There's tons of Blender tutorials out there. What I've written below is advice that I hope will be helpful if you either already know a thing or two about modeling or just start trying tutorials. It might also give you some search terms.
If you're making clothes, I suggest starting with only a few polygons (say three: front, back, one side), adding a mirror and subdivision modifier, then extruding and adding loop cuts as you go. That way you only add loop cuts as you need them, and build topology that's as clean and efficient as you can make it. Over time, you'll probably find you need fewer and fewer polygons.
The big things to keep in mind when making clothes are seams and edges. First of all, it's easiest to UV map your clothes so the islands match a sewing pattern, and your UV seams match where you'd have real seams. Once you have those islands,, you want their edges to be as smooth as possible so you can put a nice even hem on them. So try to keep any poles (vertices that join a number of polygons besides four or two) away from your hem. For instance, if you're working around breasts or shoulders, you'll probably need a pole or two. But you can have a row or two of polygons around the edge that make a smooth boundary.
Also, if you're making clothes, remember that you can use the cloth modifier. For instance, if you want to make a simple shirt, all you have to do is model something pretty plain and stiff, then let it drape. Blender also allows you to
sew clothes now, sort of like Marvelous Designer, so you can look into that, too.
The skin modifier is very cool, but if you're making anything dynamic or conforming, you need to watch how you use anything that automatically creates topology. For anything static, it doesn't matter, but if it bends or flexes in anyway, then you need to watch where you put your loop cuts.
If you're working with Poser, it's best to import figures directly from the Geometries folder. You can work at any scale as long as you're consistent from importing to exporting (for instance scaling up by 10 going in, scaling down by 1/10 going out). That said, I find it really hard to make people-sized items that _aren't_ clothes without considering real world scale. 1 Blender Unit (BU) = 1 meter. Using Poser's meter scale, the scale from Blender to Poser is about 2.6125 to 1. That makes a conversion back scaling down by 0.3828. I usually fudge and use 2.5 and 0.4 respectively. That said, I've decided to use 0.3828 for non-figure related props, because my scenery (chairs, stairs, etc.) often comes in a bit too big. For clothes, jewelry, etc., it kind of doesn't matter because I'm measuring against the figure itself and not really relying on hard measurements. But I find that doesn't work as well for table legs or even flowers.
One of _the_ strongest aspects of Blender is its polygon modeling capabilities. It's really easy and fast to extrude, make loop cuts, etc. Add the
F2 add-on, and it's even faster to fill in spaces and extend grids. If you select a vertice or edge and CTRL + click, you automatically extrude your mesh in the direction of a click. Want to make fancy designs?
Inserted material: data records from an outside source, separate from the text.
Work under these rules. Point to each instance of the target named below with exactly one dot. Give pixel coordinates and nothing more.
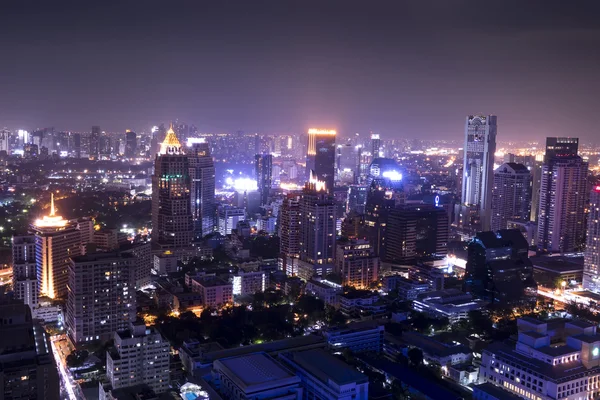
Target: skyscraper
(317, 224)
(511, 195)
(320, 156)
(375, 145)
(416, 231)
(357, 263)
(172, 222)
(94, 142)
(130, 144)
(478, 168)
(563, 193)
(263, 166)
(27, 367)
(56, 239)
(101, 298)
(591, 266)
(202, 197)
(25, 283)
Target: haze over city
(409, 69)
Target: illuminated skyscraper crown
(171, 144)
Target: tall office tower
(357, 263)
(357, 198)
(511, 195)
(94, 143)
(320, 156)
(202, 197)
(591, 266)
(382, 196)
(263, 166)
(415, 232)
(56, 239)
(498, 268)
(101, 298)
(172, 221)
(317, 223)
(478, 169)
(27, 367)
(289, 233)
(4, 139)
(347, 163)
(130, 144)
(140, 356)
(375, 145)
(77, 145)
(25, 284)
(563, 197)
(536, 183)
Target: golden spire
(52, 210)
(171, 143)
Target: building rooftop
(257, 369)
(327, 367)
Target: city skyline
(285, 69)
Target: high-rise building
(563, 197)
(94, 142)
(25, 283)
(511, 195)
(172, 222)
(289, 232)
(202, 198)
(320, 156)
(56, 240)
(130, 144)
(357, 263)
(416, 231)
(498, 268)
(478, 169)
(591, 266)
(317, 223)
(263, 165)
(140, 356)
(229, 216)
(101, 298)
(375, 145)
(27, 367)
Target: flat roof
(327, 367)
(257, 369)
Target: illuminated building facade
(563, 198)
(56, 240)
(101, 298)
(317, 224)
(591, 266)
(263, 165)
(511, 195)
(357, 263)
(202, 197)
(478, 168)
(320, 156)
(172, 221)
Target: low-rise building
(324, 290)
(140, 356)
(216, 292)
(539, 367)
(451, 303)
(326, 377)
(356, 337)
(255, 376)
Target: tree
(415, 356)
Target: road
(68, 386)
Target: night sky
(400, 68)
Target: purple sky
(401, 68)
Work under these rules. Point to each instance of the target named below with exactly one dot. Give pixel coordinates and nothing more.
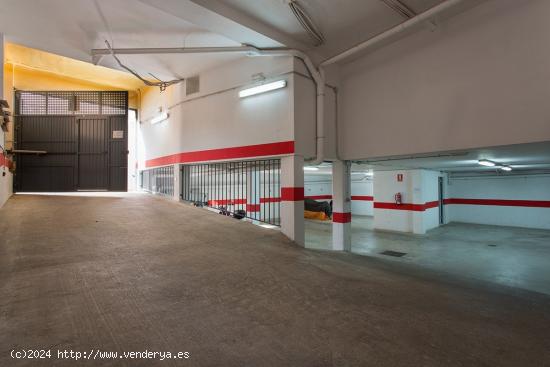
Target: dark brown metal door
(93, 154)
(84, 135)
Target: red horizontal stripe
(394, 206)
(252, 207)
(270, 200)
(226, 202)
(248, 151)
(341, 217)
(4, 161)
(318, 197)
(500, 202)
(410, 207)
(362, 198)
(292, 193)
(432, 204)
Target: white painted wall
(418, 188)
(216, 117)
(361, 186)
(480, 79)
(511, 188)
(430, 193)
(315, 185)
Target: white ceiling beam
(216, 21)
(228, 12)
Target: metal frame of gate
(58, 114)
(250, 186)
(158, 180)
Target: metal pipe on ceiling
(317, 73)
(171, 50)
(420, 18)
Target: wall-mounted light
(486, 163)
(262, 88)
(159, 118)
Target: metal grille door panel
(84, 135)
(92, 154)
(249, 187)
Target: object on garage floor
(318, 206)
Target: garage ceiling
(344, 23)
(521, 157)
(73, 28)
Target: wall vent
(192, 85)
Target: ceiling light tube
(486, 163)
(262, 88)
(159, 118)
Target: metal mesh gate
(248, 188)
(158, 180)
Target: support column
(253, 193)
(341, 206)
(292, 198)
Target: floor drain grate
(394, 253)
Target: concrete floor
(138, 272)
(516, 257)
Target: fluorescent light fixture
(486, 163)
(262, 88)
(159, 118)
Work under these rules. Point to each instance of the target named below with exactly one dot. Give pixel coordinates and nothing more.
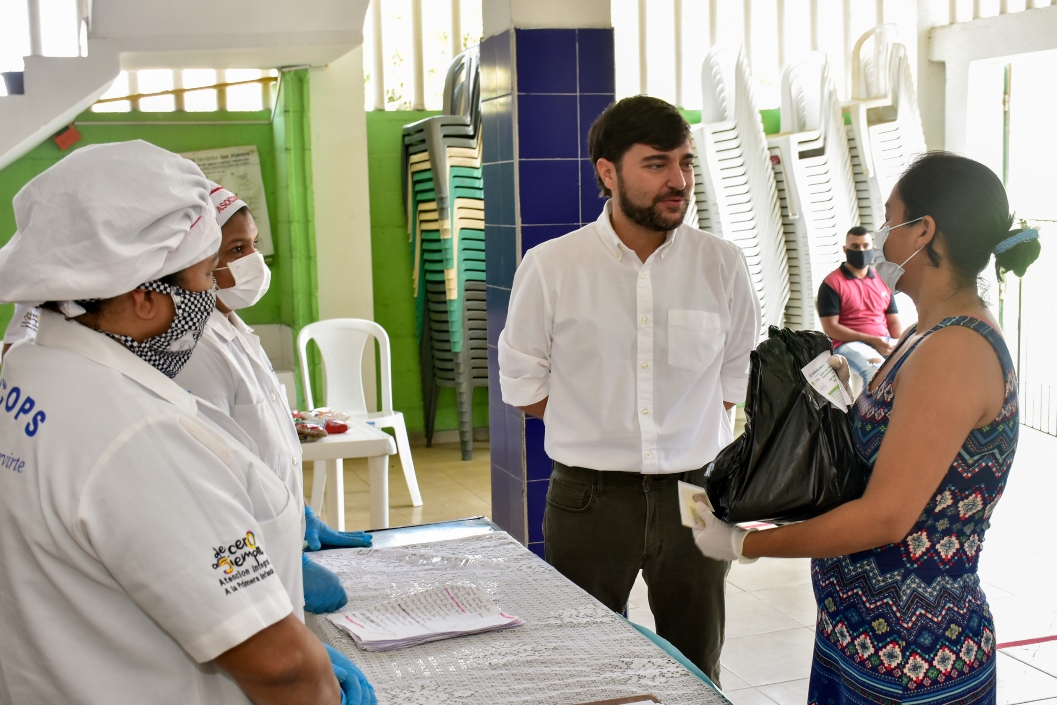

Just make a small box and start clicking away like you're drawing. Same works for the skin modifier. Want to make a tree from scratch, without using sapling? Start with a vertex and just start CTRL clicking away to make the skeleton.
If you want to do procedural modeling (making weird geometric shapes, for instance), then Blender's not so great. But I have more clothing meshes that I can count that haven't been made into sets. It rarely takes me more than a few hours to model a whole set of clothes in Blender. It's everything else that's time consuming.
IMHO, the second strongest aspect of Blender is its sculpting capabilities. Especially if you have a pen and tablet. You can find tons of great tutorials out there about sculpting. There's also a (paid) retopo tool to make it easier retopologize a sculpt, but Blender does have built-in retopology tools that work (just not as easily). That said, I personally avoid that practice and prefer to have a nice strong base mesh with good topology before sculpting. I'm not advocating that way, because the industry standard is sculpt then retopo (though mostly people do this with Zbrush). It's more that I can't really speak on using sculpting that way, despite its growing popularity.
Given your spending constraints, Blender's also likely to be by _far_ the easiest way for you to paint 3D textures if you want or need to. If you map clothes right, they're _way_ easier to map in a 2D program. And Blender's 3D painting tools aren't nearly as controlled as Photoshop's 2D tools or Zbrush's 3D ones. But they are good, and better tools are expensive.